Home / IB Mathematics SL 4.8 Binomial distribution, its mean and variance AA SL Paper 2- Exam Style Questions

IB Mathematics SL 4.8 Binomial distribution, its mean and variance AA SL Paper 2- Exam Style Questions

IB Mathematics SL 4.8 Binomial distribution, its mean and variance AA SL Paper 2- Exam Style Questions- New Syllabus

Question

A farmer is growing a field of rice plants. The height, \( H \) cm, of each plant can be modelled by a normal distribution with mean \( \mu \) and standard deviation \( \sigma \).

It is known that \( P(H < 82.4) = 0.213 \) and \( P(H > 87.3) = 0.409 \).

a) Find the probability that the height of a randomly selected plant is between 82.4 cm and 87.3 cm [2]

b) Find the value of \( \mu \) and the value of \( \sigma \) [5]

c) The farmer measures 100 randomly selected plants. Any plant with a height greater than 87.3 cm is considered ready to harvest. Heights of plants are independent of each other.

ci) Find the probability that exactly 32 plants are ready to harvest [3]

cii) Given that fewer than 44 plants are ready to harvest, find the probability that exactly 32 plants are ready to harvest [3]

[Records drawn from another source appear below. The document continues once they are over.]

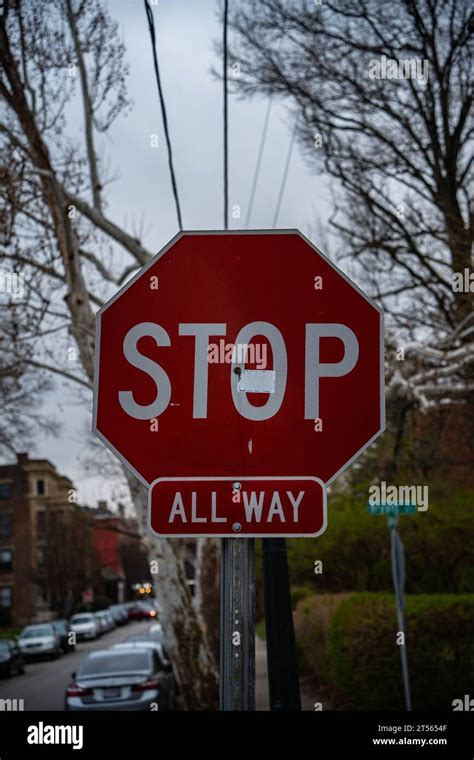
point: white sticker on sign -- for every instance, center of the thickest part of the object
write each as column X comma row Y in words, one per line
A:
column 256, row 381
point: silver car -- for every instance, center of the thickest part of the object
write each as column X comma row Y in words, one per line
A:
column 121, row 679
column 85, row 625
column 39, row 641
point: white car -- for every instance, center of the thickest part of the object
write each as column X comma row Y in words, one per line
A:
column 39, row 640
column 85, row 625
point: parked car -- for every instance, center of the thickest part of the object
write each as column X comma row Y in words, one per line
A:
column 85, row 625
column 119, row 614
column 145, row 641
column 106, row 620
column 156, row 630
column 121, row 679
column 11, row 658
column 39, row 641
column 142, row 611
column 63, row 629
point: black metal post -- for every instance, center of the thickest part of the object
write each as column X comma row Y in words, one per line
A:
column 283, row 680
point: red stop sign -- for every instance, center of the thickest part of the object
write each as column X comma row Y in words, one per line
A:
column 239, row 354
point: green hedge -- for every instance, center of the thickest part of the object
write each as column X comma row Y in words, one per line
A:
column 355, row 549
column 348, row 643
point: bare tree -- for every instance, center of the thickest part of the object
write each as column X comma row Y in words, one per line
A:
column 53, row 54
column 382, row 100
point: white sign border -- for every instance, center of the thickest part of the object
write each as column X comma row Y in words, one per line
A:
column 241, row 479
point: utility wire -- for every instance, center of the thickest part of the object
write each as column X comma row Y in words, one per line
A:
column 259, row 162
column 226, row 122
column 151, row 27
column 285, row 172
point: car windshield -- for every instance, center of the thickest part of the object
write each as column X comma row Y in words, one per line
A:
column 143, row 639
column 115, row 664
column 38, row 630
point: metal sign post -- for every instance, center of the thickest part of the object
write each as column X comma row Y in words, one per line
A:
column 398, row 574
column 283, row 680
column 237, row 670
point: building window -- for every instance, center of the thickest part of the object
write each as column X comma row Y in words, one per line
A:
column 5, row 596
column 5, row 491
column 6, row 558
column 6, row 525
column 40, row 525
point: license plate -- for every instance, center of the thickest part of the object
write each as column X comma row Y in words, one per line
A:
column 112, row 693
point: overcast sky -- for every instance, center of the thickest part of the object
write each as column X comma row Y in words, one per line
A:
column 141, row 194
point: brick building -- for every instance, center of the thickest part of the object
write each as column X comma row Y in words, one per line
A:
column 43, row 542
column 120, row 550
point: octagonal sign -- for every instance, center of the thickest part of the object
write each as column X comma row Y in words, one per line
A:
column 236, row 355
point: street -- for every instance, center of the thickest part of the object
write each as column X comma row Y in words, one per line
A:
column 44, row 683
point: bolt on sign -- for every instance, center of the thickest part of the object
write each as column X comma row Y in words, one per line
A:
column 237, row 375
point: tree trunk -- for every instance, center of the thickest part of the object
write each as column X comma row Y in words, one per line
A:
column 192, row 660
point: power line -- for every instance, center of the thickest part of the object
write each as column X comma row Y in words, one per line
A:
column 259, row 161
column 226, row 124
column 285, row 172
column 151, row 27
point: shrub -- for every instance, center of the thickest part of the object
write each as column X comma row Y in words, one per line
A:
column 355, row 550
column 364, row 659
column 347, row 642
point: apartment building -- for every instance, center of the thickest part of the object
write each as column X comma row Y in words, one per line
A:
column 36, row 503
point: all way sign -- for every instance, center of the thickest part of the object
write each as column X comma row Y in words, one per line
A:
column 239, row 357
column 229, row 506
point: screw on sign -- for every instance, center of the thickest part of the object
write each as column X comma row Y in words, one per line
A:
column 236, row 356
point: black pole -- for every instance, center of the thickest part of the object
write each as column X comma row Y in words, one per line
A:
column 283, row 680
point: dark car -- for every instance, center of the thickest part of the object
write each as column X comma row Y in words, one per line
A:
column 122, row 679
column 11, row 659
column 63, row 630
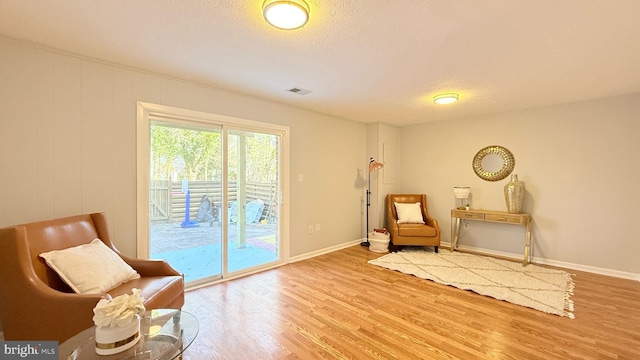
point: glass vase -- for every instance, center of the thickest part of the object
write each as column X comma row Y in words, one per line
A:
column 514, row 195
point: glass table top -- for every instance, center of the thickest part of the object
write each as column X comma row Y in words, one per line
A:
column 165, row 334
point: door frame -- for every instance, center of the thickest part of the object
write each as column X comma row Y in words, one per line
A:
column 146, row 111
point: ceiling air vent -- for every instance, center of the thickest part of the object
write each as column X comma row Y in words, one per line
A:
column 299, row 91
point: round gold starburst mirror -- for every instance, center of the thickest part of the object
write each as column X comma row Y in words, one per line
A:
column 493, row 163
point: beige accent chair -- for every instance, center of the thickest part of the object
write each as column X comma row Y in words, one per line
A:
column 36, row 304
column 427, row 234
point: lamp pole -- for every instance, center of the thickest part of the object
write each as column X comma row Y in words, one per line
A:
column 373, row 165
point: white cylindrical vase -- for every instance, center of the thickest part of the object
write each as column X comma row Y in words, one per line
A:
column 114, row 339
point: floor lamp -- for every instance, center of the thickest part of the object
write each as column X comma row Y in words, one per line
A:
column 373, row 166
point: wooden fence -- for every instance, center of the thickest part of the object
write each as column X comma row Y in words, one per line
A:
column 168, row 202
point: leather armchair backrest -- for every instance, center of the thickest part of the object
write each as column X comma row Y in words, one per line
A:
column 404, row 198
column 38, row 237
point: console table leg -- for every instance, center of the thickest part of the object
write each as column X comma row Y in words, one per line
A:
column 454, row 233
column 527, row 244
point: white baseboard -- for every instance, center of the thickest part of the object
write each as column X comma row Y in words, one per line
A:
column 562, row 264
column 333, row 248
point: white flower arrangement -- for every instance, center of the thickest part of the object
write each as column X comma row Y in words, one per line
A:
column 120, row 311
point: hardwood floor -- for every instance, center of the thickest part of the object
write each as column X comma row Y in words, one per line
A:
column 336, row 306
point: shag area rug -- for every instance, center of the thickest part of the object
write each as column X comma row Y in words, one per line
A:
column 547, row 290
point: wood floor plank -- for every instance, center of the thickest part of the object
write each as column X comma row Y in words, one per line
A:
column 336, row 306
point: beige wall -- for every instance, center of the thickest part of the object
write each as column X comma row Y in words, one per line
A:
column 68, row 145
column 580, row 167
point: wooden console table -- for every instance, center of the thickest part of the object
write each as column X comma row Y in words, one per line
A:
column 491, row 216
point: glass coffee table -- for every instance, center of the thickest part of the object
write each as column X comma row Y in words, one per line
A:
column 165, row 334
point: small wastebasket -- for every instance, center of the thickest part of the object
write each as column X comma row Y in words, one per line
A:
column 379, row 242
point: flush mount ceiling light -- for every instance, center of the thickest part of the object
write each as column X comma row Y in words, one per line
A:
column 443, row 99
column 286, row 14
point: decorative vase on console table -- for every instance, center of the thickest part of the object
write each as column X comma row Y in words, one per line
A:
column 514, row 195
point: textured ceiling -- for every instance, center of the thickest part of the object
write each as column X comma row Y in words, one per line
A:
column 365, row 60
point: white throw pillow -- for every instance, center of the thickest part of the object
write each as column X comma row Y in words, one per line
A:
column 409, row 213
column 90, row 268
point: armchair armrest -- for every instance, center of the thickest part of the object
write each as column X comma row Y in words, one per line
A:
column 148, row 267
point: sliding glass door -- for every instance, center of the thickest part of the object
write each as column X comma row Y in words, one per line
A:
column 214, row 195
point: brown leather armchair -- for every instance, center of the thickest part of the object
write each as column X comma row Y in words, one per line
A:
column 427, row 234
column 35, row 304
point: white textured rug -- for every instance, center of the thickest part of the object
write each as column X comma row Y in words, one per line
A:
column 539, row 288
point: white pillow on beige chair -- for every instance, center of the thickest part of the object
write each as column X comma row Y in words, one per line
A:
column 409, row 213
column 91, row 268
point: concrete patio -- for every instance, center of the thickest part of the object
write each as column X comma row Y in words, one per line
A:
column 197, row 251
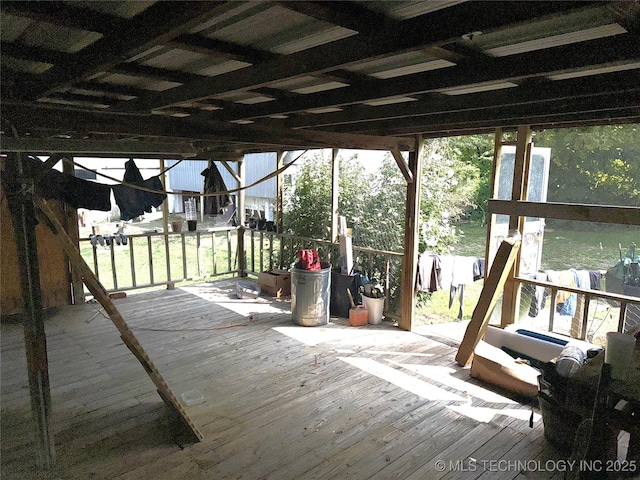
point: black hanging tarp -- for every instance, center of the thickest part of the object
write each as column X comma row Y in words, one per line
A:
column 214, row 183
column 133, row 202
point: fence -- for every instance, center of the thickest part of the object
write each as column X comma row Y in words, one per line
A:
column 157, row 258
column 267, row 250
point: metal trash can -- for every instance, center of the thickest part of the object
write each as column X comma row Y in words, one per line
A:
column 310, row 290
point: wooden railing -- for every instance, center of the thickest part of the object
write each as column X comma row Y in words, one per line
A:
column 267, row 250
column 157, row 258
column 629, row 307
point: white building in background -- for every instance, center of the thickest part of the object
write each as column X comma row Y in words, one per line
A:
column 260, row 199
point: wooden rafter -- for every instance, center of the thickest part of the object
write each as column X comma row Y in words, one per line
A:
column 446, row 25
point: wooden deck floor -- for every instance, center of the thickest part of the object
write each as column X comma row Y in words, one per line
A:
column 281, row 401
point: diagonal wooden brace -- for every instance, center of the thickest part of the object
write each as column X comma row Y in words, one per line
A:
column 127, row 335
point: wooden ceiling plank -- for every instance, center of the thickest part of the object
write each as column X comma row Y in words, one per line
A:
column 219, row 48
column 43, row 118
column 137, row 70
column 344, row 14
column 65, row 15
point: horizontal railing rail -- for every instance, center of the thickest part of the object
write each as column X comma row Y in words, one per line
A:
column 271, row 250
column 629, row 312
column 157, row 258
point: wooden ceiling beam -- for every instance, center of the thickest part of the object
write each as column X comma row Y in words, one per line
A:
column 603, row 107
column 433, row 104
column 89, row 147
column 63, row 14
column 444, row 26
column 219, row 48
column 158, row 23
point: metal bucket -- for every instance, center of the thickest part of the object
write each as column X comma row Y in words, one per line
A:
column 310, row 293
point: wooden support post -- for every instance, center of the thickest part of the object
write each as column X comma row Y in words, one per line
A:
column 502, row 264
column 20, row 200
column 402, row 165
column 241, row 216
column 71, row 224
column 411, row 237
column 128, row 337
column 335, row 190
column 497, row 158
column 165, row 221
column 279, row 194
column 511, row 295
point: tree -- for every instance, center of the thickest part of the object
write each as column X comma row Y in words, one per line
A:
column 307, row 203
column 596, row 165
column 448, row 188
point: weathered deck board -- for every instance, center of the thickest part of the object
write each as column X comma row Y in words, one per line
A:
column 281, row 401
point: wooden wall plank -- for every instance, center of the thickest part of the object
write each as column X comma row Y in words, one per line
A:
column 505, row 258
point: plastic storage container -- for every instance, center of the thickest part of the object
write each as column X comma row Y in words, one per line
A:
column 375, row 307
column 570, row 360
column 310, row 293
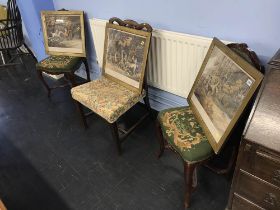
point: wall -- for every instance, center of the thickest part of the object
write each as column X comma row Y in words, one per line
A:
column 253, row 21
column 30, row 12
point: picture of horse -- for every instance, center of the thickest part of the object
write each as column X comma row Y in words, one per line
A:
column 221, row 89
column 64, row 32
column 125, row 53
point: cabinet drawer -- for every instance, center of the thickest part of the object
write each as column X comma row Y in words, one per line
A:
column 262, row 164
column 240, row 203
column 262, row 194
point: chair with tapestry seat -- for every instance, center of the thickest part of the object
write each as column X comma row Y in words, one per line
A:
column 179, row 130
column 12, row 45
column 123, row 83
column 57, row 64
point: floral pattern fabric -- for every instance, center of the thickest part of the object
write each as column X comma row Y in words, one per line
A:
column 183, row 132
column 106, row 98
column 59, row 63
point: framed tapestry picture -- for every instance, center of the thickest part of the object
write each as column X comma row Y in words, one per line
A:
column 221, row 91
column 125, row 55
column 64, row 33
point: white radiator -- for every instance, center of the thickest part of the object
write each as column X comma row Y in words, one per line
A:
column 174, row 58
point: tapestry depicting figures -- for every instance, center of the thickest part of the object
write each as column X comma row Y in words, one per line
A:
column 125, row 56
column 221, row 91
column 64, row 32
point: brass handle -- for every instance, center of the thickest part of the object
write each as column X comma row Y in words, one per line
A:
column 271, row 199
column 247, row 147
column 276, row 176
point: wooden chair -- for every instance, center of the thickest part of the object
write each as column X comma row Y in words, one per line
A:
column 115, row 93
column 57, row 64
column 61, row 64
column 12, row 45
column 178, row 126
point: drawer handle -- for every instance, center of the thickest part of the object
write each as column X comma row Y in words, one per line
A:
column 271, row 199
column 276, row 176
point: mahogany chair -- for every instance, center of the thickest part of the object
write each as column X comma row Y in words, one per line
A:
column 57, row 64
column 179, row 131
column 61, row 64
column 125, row 55
column 12, row 43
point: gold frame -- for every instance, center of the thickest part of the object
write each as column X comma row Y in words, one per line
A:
column 244, row 66
column 68, row 13
column 145, row 34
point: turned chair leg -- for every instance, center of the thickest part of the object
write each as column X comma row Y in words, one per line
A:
column 189, row 177
column 30, row 52
column 40, row 74
column 147, row 102
column 87, row 69
column 71, row 77
column 82, row 114
column 160, row 139
column 115, row 134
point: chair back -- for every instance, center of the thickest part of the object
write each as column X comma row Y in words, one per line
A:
column 13, row 12
column 126, row 51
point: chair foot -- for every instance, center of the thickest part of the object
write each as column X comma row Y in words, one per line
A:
column 71, row 77
column 82, row 115
column 40, row 75
column 87, row 69
column 160, row 140
column 30, row 52
column 115, row 134
column 189, row 177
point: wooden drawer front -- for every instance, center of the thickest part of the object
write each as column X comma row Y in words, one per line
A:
column 262, row 164
column 257, row 191
column 241, row 204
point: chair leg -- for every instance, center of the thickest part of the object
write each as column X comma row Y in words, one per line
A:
column 115, row 134
column 82, row 114
column 30, row 52
column 160, row 139
column 40, row 75
column 71, row 77
column 147, row 102
column 87, row 69
column 188, row 174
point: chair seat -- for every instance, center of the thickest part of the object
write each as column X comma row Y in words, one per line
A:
column 106, row 98
column 59, row 64
column 182, row 131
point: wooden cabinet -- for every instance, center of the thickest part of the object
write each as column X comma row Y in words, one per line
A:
column 256, row 181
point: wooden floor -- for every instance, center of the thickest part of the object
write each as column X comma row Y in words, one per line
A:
column 48, row 160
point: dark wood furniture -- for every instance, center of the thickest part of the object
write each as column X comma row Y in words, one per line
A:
column 119, row 134
column 2, row 206
column 231, row 147
column 11, row 37
column 256, row 182
column 66, row 65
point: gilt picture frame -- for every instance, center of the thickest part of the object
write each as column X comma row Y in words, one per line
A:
column 221, row 91
column 125, row 55
column 64, row 33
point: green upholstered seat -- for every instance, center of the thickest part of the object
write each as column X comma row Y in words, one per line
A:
column 182, row 131
column 59, row 64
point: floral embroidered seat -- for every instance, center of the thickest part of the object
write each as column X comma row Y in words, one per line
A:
column 106, row 98
column 182, row 131
column 66, row 65
column 59, row 64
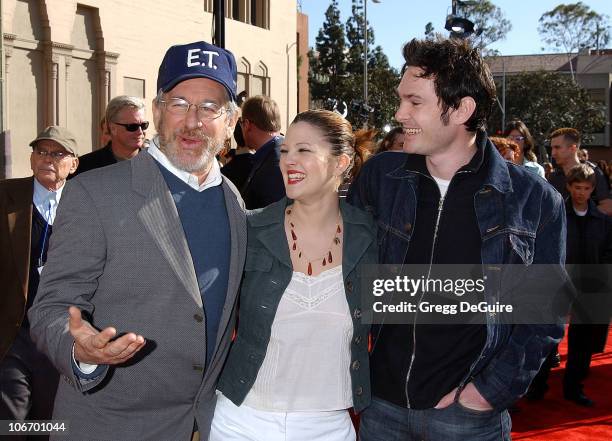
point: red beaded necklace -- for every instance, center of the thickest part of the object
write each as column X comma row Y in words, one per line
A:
column 326, row 258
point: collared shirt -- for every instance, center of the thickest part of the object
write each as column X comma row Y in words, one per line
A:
column 46, row 201
column 214, row 175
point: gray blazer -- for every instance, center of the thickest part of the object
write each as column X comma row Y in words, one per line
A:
column 118, row 252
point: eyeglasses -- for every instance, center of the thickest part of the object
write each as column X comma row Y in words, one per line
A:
column 134, row 126
column 205, row 111
column 55, row 156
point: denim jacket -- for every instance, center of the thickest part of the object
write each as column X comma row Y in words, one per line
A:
column 267, row 273
column 521, row 220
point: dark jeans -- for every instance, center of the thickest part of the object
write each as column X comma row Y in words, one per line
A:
column 579, row 352
column 28, row 382
column 384, row 421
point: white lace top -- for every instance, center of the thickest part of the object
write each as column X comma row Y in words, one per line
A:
column 306, row 367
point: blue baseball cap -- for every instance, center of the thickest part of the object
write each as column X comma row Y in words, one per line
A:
column 197, row 60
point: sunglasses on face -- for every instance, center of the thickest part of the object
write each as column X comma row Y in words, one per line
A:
column 134, row 126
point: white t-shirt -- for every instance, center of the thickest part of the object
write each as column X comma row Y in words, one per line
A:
column 307, row 363
column 442, row 185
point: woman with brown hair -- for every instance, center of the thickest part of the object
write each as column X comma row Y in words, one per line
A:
column 300, row 357
column 518, row 132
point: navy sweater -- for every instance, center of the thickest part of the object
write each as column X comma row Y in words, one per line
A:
column 206, row 226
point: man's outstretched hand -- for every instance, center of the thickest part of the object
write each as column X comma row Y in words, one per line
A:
column 95, row 347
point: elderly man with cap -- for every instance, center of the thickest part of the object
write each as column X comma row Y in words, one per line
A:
column 136, row 306
column 27, row 212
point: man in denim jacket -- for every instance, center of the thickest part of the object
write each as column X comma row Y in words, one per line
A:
column 447, row 382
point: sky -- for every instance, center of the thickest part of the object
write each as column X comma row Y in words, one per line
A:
column 398, row 21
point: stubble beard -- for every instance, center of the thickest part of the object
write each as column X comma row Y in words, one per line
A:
column 191, row 164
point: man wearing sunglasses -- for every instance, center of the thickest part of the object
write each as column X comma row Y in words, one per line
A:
column 126, row 125
column 28, row 380
column 137, row 304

d) In another field, the farmer is growing the same variety of rice, but is using a different fertilizer. The heights of these plants, \( F \) cm, are normally distributed with mean 92.8 and standard deviation \( d \). The farmer finds the interquartile range to be 4.52 cm. Find the value of \( d \) [3]

▶️ Answer/Explanation
Markscheme

a) Use complement rule:

\( P(82.4 < H < 87.3) = 1 – P(H < 82.4) – P(H > 87.3) \)

\( = 1 – 0.213 – 0.409 = 0.378 \) [2]

b) Find \( z \)-scores:

\( P(Z < -0.80) \approx 0.2119 \approx 0.213 \implies z_1 = -0.80 \)

\( P(Z > 0.23) \approx 0.4091 \approx 0.409 \implies z_2 = 0.23 \)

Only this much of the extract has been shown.